Pseudoinverse Mapping of the Proteins' DNA-Binding Data onto the Cell Cycle mRNA Expression Subspaces. We map the SVD- and GSVD-reconstructed proteins' DNA-binding data onto the SVD- and GSVD-cell cycle mRNA expression subspaces, respectively, associating with each binding profile cell cycle phase and amplitude (Fig. 4). Projected from the SVD basis, that is spanned by nine eigenarrays, onto the SVD-cell cycle subspace, which is spanned by two of these eigenarrays, all SVD-reconstructed samples have at least 25% of their binding profiles in this subspace, where their distances from the origin satisfy 0.5 ≤ r_l < 1, except for Fkh2. Projected from the six-dimensional GSVD-cell cycle subspace, which is spanned by six arraylets, onto the two-dimensional subspace that approximates it, 50% or more of the contributions of the six arraylets to each GSVD-reconstructed sample add up, where the distance of each array from the origin satisfies 0.5 ≤ r_l < 1.

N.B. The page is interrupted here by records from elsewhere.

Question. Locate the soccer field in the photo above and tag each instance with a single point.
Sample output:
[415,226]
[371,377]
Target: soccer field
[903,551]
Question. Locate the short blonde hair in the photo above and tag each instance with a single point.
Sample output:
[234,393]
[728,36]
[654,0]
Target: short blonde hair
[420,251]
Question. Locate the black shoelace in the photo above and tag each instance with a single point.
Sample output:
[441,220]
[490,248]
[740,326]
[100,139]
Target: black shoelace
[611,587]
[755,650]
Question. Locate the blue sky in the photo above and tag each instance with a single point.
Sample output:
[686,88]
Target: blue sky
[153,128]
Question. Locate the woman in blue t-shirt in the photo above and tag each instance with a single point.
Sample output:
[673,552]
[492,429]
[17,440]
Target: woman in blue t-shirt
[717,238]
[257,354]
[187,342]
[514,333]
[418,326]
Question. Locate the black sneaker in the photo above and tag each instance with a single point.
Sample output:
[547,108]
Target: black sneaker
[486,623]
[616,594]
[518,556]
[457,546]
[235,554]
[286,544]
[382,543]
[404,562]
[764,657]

Fig. 4. — Pseudoinverse mapping of the proteins' DNA-binding data onto the SVD (a) and GSVD (b) cell cycle mRNA expression subspaces. (a) Normalized sample correlation with the π/2-phase eigenarray along the y-axis vs. that with the 0-phase along the x-axis. (b) Sample binding projected from the six-arraylets GSVD subspace onto π/2-phase along the y-axis vs. that onto 0-phase along the x-axis.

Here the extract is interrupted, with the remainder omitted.